Bevor der USB-Stick „Meine Gesetze“ hier nur alt wird, verschenke ich ihn an eine Leserin oder einen Leser. Wer Interesse hat, schreibt bitte bis heute 18 Uhr einen Kommentar und gibt eine gültige E-Mail-Adresse an. Den Gewinner informiere ich dann.

(Der Stick ist auf dem neuesten Stand. Er enthält über 1.000 Bundesgesetze, Verordnungen und praxisrelevante Vorschriften wie z.B. die Düsseldorfer Tabelle. Die Aktualisierungen müssen nicht bestellt werden.)

Update: Meine Kollegin wirft den ihr zugesandten USB-Stick auch in den Pool. Es gibt also insgesamt zwei Exemplare zu gewinnen.

Kleinarbeit

Ich habe mich gerade einmal durch den Papierkorb gewühlt. Wer das vermeiden möchte: TAN-Listen sorgfältig aufreißen, sonst fehlen an den Rändern gerne mal Ziffern.
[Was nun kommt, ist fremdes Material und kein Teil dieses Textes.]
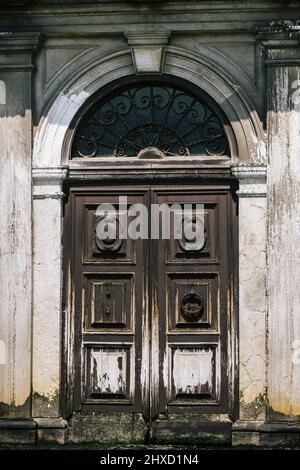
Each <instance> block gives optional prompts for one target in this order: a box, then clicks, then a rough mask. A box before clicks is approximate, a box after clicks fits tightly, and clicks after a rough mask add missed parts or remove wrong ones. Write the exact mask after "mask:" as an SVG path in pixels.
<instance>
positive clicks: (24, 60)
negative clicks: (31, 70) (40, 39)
mask: <svg viewBox="0 0 300 470" xmlns="http://www.w3.org/2000/svg"><path fill="white" fill-rule="evenodd" d="M40 38H41V35H40V33H35V32H33V33H27V32H20V33H17V32H3V31H0V56H1V60H0V70H4V71H10V70H14V71H17V70H21V71H23V70H30V69H33V68H34V67H33V63H32V57H33V55H34V53H35V52H36V50H37V49H38V47H39V44H40Z"/></svg>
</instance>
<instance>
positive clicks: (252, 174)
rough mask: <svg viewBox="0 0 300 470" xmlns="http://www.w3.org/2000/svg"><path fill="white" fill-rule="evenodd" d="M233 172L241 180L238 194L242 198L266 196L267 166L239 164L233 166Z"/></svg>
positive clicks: (262, 196)
mask: <svg viewBox="0 0 300 470" xmlns="http://www.w3.org/2000/svg"><path fill="white" fill-rule="evenodd" d="M231 174H232V176H234V177H235V178H236V179H238V180H239V190H238V191H237V194H238V196H239V197H240V198H241V197H244V198H245V197H266V192H267V191H266V182H267V168H266V166H262V165H243V164H238V165H235V166H232V167H231Z"/></svg>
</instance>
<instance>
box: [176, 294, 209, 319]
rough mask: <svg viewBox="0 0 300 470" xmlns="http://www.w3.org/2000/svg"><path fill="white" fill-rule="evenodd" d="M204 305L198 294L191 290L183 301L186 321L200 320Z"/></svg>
mask: <svg viewBox="0 0 300 470" xmlns="http://www.w3.org/2000/svg"><path fill="white" fill-rule="evenodd" d="M203 310H204V305H203V302H202V300H201V298H200V296H199V295H198V294H196V293H195V292H189V293H188V294H186V295H185V296H184V297H183V299H182V301H181V315H182V316H183V318H184V319H185V320H186V321H189V322H194V321H198V320H199V318H200V317H201V315H202V314H203Z"/></svg>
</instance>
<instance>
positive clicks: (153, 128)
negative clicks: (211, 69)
mask: <svg viewBox="0 0 300 470" xmlns="http://www.w3.org/2000/svg"><path fill="white" fill-rule="evenodd" d="M76 127H77V130H76V132H75V134H74V138H73V142H72V147H71V158H76V157H77V158H78V157H79V158H83V157H84V158H95V157H100V158H101V157H102V158H103V157H139V158H163V157H185V156H206V157H207V156H227V157H228V158H230V145H229V137H228V128H229V126H228V124H226V119H225V118H224V116H223V115H222V112H221V111H220V110H219V109H218V108H217V107H216V105H215V103H214V102H213V101H212V100H211V99H210V98H209V97H208V96H206V94H204V93H203V92H201V91H200V90H198V89H197V88H196V87H194V86H191V85H190V84H189V85H187V82H185V81H181V80H174V78H172V79H171V78H170V80H169V79H166V78H165V77H164V78H158V77H156V78H152V79H151V78H147V77H144V78H141V77H139V78H138V79H136V78H132V80H131V81H130V82H127V83H126V84H125V85H124V84H123V85H121V86H120V85H119V84H118V86H116V84H115V85H114V86H111V87H110V89H109V87H106V90H105V91H104V92H103V91H102V93H101V95H100V96H98V97H97V98H96V99H94V101H93V103H92V104H91V105H90V106H88V108H87V111H86V112H85V114H84V115H83V117H82V118H81V119H80V120H79V122H78V125H77V126H76Z"/></svg>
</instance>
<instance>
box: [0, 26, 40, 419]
mask: <svg viewBox="0 0 300 470" xmlns="http://www.w3.org/2000/svg"><path fill="white" fill-rule="evenodd" d="M38 42H39V35H38V34H35V33H8V32H5V33H0V142H1V156H0V160H1V163H0V168H1V170H0V171H1V178H0V200H1V216H0V217H1V223H0V299H1V302H0V417H8V418H15V417H18V418H19V417H23V418H27V417H29V416H30V391H31V314H32V302H31V300H32V292H31V291H32V282H31V278H32V233H31V145H32V112H31V87H32V83H31V80H32V71H33V59H32V57H33V53H34V52H35V50H36V49H37V47H38Z"/></svg>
Die Fitzelchen sind nicht unbedingt leicht zu finden…

Freigiebig mit PIN und TAN

PIN und TAN gehören zu den Informationen, die man beim Onlinebanking besser nur so verwendet, wie es die eigene Bank gestattet. Und das heißt: PIN und TAN werden allenfalls auf der Website der Bank abgefragt. Jede Weitergabe an Dritte trägt den Anschein grober Fahrlässigkeit. Das kann entsprechend teuer werden.
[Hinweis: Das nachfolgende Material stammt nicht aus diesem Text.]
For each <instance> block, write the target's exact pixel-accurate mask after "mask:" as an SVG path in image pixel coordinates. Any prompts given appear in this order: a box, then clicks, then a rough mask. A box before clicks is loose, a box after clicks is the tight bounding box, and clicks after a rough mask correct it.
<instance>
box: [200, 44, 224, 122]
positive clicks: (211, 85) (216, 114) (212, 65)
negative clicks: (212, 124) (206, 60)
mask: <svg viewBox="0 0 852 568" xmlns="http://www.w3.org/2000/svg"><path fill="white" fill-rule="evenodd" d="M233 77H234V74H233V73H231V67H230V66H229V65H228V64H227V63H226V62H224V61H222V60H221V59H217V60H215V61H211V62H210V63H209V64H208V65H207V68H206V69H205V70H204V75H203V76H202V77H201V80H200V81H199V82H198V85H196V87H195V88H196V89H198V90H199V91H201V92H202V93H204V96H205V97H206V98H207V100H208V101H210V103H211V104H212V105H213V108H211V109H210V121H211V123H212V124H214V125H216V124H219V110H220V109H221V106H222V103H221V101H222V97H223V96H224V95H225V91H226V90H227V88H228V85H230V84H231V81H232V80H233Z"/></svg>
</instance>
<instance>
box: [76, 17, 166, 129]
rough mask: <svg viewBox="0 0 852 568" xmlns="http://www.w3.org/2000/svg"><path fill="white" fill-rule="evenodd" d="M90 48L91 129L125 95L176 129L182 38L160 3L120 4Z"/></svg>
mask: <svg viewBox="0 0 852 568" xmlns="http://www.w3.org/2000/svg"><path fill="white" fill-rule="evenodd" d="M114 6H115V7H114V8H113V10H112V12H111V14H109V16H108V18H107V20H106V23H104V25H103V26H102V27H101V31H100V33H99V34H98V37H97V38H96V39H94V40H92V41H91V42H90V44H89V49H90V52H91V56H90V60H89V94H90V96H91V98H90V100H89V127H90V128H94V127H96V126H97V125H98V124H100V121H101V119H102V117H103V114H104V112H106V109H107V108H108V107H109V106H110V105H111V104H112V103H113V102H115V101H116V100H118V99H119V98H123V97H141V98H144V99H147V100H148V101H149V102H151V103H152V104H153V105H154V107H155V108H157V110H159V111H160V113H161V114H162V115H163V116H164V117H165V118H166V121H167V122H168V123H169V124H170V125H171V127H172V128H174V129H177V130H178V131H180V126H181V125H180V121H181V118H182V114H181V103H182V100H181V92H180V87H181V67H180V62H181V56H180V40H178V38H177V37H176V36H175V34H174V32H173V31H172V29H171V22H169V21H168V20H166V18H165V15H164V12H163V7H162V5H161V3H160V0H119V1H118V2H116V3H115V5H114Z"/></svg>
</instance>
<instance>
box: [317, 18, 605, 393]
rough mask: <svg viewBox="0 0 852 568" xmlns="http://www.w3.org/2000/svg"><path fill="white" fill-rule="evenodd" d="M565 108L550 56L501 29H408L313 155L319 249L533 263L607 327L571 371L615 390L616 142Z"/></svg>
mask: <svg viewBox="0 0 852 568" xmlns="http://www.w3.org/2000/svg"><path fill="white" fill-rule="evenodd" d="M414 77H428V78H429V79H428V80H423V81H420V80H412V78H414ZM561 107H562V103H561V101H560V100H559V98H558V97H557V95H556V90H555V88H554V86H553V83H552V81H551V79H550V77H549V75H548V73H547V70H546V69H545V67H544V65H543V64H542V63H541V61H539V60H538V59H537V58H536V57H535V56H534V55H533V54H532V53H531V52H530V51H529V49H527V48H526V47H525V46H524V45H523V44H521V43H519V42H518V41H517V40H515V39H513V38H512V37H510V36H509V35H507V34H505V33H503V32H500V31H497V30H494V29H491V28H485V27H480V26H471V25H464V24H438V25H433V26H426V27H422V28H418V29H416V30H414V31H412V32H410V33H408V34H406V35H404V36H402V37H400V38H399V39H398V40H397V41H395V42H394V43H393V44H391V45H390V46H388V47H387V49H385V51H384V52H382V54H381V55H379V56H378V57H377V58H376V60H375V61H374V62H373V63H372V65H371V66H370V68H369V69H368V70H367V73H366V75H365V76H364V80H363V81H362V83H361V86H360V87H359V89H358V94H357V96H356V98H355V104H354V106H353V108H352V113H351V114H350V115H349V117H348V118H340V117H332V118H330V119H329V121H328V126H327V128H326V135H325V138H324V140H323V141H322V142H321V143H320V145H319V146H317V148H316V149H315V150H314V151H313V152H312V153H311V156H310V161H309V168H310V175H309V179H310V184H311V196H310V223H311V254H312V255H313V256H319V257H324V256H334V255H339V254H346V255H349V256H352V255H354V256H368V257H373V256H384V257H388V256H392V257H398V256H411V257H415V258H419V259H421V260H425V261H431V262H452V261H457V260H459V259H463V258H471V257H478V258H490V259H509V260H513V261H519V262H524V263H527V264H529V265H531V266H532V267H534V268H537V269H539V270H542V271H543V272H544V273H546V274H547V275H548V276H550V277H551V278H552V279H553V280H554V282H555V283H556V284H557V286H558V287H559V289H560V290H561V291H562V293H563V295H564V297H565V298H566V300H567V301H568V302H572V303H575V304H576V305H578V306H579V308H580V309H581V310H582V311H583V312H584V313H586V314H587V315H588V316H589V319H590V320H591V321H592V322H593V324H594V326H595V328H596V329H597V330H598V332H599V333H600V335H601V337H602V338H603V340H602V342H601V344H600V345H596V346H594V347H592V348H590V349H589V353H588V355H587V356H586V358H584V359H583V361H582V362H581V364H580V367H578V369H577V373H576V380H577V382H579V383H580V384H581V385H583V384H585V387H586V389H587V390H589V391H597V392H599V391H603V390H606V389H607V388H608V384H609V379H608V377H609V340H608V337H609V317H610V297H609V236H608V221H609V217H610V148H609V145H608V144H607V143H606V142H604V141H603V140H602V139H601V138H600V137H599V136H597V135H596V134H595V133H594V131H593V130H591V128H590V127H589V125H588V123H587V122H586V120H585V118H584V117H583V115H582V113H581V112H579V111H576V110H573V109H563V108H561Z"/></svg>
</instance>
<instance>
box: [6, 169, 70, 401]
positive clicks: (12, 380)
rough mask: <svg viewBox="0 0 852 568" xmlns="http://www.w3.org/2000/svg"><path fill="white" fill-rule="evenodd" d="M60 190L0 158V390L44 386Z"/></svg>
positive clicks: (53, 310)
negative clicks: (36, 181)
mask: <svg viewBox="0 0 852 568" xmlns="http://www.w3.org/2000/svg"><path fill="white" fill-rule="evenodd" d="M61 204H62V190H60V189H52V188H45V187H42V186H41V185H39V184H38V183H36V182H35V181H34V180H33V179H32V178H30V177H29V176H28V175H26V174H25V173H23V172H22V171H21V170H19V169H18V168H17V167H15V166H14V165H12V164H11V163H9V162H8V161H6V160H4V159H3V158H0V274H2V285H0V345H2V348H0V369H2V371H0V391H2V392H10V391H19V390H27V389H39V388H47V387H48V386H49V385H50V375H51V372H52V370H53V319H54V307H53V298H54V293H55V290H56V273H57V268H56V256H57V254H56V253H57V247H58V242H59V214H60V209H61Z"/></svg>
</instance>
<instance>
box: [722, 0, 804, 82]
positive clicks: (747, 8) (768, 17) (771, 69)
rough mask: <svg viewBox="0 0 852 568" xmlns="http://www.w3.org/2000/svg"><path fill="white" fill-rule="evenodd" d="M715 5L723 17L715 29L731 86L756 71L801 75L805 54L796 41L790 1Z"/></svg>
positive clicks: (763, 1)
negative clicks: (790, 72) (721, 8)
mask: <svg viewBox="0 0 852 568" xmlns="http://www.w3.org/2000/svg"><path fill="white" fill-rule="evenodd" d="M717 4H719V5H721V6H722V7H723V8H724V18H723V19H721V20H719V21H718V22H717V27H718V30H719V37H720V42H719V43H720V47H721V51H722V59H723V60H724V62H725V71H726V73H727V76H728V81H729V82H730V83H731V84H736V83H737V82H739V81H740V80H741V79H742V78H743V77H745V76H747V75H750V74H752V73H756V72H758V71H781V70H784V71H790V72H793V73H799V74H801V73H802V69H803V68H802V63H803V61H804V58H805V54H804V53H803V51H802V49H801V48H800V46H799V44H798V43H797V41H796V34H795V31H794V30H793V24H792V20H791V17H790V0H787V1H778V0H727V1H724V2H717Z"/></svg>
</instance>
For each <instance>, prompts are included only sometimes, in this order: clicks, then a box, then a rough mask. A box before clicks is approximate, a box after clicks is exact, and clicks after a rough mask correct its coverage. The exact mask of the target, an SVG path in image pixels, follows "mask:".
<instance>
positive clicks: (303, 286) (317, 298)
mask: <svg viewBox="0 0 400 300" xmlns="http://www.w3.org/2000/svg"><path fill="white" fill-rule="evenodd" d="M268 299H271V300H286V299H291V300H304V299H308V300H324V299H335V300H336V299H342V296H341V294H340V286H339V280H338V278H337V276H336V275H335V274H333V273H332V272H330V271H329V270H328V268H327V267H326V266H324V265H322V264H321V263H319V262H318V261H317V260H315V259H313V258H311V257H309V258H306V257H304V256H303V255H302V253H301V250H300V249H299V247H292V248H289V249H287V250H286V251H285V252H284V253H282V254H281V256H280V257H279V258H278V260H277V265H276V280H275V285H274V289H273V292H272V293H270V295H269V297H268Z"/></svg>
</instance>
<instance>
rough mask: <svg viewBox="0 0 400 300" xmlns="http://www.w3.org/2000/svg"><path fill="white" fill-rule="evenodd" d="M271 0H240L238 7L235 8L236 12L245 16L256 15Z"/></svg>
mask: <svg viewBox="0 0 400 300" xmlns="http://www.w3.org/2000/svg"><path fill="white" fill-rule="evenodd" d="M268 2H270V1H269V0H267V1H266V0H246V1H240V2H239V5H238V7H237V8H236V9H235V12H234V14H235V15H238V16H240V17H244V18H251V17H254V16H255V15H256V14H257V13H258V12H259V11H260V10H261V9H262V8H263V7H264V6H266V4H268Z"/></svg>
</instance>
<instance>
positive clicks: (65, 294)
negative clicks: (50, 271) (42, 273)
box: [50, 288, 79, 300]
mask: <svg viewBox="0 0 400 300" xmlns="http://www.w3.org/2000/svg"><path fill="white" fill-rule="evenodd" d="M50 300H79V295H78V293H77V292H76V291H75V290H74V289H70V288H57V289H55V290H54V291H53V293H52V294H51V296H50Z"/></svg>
Die Firma Conrad ficht das nicht sonderlich an. Sie bietet ein System der „Sofortüberweisung“ an, bei dem der Kunde Bankverbindung, PIN und TAN bei einem externen Dienstleister hinterlegen muss. Dieser führt dann offenbar die Transaktion aus. Conrad preist das System sogar noch als innovativ und schmückt sich mit einem TÜV-Siegel.

Näheres hier und da.

Mit mir nicht

Der Staatsanwalt verschränkte theatralisch die Arme. „Eine Einstellung kommt mit mir nicht in Frage.“ Von Vernunft getragen konnte seine Ansage nicht sein. Gerade hatte sich herausgestellt, dass der Tatvorwurf nicht nur wackelig war. Er ließ sich (wohl eher) nicht belegen. Deshalb hatte die Jugendrichterin eine Einstellung angeregt. Wir hätten auch zugestimmt.

Ich nehme an, es lag an den 30 Schülern, die der Verhandlung im Zuschauerraum folgten. Dumm nur, dass die starke Pose nicht auch mit Taten unterfüttert wurde. Einem Beweisantrag zum Beispiel. Stattdessen ein fast wütender Anwurf, dass mein Mandant sich nicht zu einem Geständnis durchgerungen habe. Und dann ein grausamer, weil schlicht falscher Satz: „Der Angeklagte steht nicht zu seiner Tat, das ist strafschärfend zu berücksichtigen.“

Die Richterin zeigte sich, wie zu erwarten, wenig beeindruckt. Sie sprach meinen Mandanten frei. Ich bin mir sicher, eine Einstellung, vielleicht verbunden mit ein paar mahnenden Worten, hätte bei den Schülern einen pädagogisch wertvolleren Eindruck hinterlassen.